It was first invented as a paper-and-pencil method back in 1938, and later was popularized by Donald Knuth in Volume II of TAOCP. For this reason it’s also sometimes called the Fisher-Yates-Knuth algorithm. In this article I don’t aim to compare Fisher-Yates to the naive algorithm. Nor do I plan to explain why the naive shuffle doesn’t work. Others have done it before me, see the references to Jeff’s post and the SO discussion above.

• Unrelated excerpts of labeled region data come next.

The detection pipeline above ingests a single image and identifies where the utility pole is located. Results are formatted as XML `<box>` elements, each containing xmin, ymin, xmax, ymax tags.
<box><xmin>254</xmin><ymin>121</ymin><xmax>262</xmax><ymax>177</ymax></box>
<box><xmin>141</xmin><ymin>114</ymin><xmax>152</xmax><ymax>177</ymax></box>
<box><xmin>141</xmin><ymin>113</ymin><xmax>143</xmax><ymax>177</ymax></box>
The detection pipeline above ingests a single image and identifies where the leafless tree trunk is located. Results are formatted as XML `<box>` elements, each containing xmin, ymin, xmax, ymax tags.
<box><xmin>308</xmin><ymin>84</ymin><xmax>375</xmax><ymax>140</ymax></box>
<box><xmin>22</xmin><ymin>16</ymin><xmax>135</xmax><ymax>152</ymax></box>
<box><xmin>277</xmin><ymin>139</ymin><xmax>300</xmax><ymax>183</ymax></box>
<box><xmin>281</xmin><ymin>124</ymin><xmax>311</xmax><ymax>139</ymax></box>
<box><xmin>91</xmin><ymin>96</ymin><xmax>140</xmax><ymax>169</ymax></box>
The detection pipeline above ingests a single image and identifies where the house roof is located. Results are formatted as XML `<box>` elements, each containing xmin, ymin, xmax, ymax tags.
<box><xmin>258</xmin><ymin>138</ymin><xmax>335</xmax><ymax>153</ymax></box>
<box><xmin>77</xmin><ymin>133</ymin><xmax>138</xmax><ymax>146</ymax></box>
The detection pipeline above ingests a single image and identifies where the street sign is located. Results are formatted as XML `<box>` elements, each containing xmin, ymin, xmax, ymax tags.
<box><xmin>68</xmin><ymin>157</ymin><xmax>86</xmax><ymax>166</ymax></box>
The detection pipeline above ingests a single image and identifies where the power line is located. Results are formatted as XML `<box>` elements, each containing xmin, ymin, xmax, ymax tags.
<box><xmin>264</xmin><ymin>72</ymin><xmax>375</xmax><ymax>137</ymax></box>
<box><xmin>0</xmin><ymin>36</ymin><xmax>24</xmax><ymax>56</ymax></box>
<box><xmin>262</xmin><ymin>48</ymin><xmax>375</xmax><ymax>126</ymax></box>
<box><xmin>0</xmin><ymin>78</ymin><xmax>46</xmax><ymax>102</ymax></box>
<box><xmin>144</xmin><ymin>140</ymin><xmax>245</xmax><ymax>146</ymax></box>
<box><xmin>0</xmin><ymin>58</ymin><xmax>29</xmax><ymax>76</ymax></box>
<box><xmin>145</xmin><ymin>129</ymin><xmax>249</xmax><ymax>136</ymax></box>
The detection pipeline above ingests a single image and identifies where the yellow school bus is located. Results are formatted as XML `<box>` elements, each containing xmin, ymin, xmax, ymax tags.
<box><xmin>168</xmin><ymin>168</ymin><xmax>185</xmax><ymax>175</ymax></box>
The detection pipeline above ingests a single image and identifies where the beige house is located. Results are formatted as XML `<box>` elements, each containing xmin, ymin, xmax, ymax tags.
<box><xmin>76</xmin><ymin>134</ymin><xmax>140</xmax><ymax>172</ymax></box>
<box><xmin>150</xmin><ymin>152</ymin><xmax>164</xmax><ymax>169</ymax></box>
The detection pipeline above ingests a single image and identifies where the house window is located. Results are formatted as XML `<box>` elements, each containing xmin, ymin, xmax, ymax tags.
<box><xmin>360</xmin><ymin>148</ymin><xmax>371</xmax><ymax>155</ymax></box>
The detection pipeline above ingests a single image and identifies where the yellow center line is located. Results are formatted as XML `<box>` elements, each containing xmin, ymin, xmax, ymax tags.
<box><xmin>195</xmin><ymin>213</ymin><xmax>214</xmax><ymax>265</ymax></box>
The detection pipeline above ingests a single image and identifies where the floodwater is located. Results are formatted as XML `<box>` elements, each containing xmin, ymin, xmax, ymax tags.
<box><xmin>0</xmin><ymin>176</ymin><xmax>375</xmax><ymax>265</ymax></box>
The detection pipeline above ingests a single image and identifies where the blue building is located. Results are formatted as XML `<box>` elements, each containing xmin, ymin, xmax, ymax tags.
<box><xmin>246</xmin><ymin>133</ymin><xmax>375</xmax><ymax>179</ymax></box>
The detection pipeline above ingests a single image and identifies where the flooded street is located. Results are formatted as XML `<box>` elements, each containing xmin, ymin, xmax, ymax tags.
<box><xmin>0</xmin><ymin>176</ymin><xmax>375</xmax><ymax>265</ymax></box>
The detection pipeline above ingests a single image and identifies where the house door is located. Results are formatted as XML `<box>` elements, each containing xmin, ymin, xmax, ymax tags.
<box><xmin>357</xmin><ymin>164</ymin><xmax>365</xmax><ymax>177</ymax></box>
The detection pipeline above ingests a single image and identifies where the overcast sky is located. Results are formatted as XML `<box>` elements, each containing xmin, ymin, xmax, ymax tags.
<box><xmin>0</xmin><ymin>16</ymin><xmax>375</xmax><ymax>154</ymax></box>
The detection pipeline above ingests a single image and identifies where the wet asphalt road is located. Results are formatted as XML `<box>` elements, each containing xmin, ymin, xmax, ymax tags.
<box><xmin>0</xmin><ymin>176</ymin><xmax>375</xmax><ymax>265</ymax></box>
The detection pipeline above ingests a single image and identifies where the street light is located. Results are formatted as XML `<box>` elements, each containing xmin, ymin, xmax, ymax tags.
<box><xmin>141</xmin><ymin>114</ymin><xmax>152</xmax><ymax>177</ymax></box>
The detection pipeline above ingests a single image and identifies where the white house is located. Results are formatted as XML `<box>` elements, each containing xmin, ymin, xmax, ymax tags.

What I do plan to do, however, is to explain *why* the Fisher-Yates algorithm works. To put it more formally, why given a good random-number generator, the Fisher-Yates shuffle produces a uniform shuffle of an array in which every permutation is equally likely. And my plan is not to prove the shuffle’s correctness mathematically, but rather to explain it intuitively. I personally find it much simpler to remember an algorithm once I understand the intuition behind it.

### An analogy

Imagine a magician’s hat:

And a bunch of distinct balls. Let’s take pool balls for the example:

Suppose you place all those balls into the hat [2] and stir them really well. Now, you look away and start taking balls randomly out of the hat and placing them in a line. Assuming the hat stir was random and you can’t distinguish the balls by touch alone, once the hat is empty, the resulting line is a random permutation of the balls. No ball had a larger chance of being the first in line than any other ball. After that, all the remaining balls in the hat had an equal chance of being the second in line, and so on. Again, this isn’t a rigorous proof, but the point of this article is intuition.

If you understand why this procedure produces a random shuffle of the balls, you can understand Fisher-Yates, because it is just a variation on the same theme.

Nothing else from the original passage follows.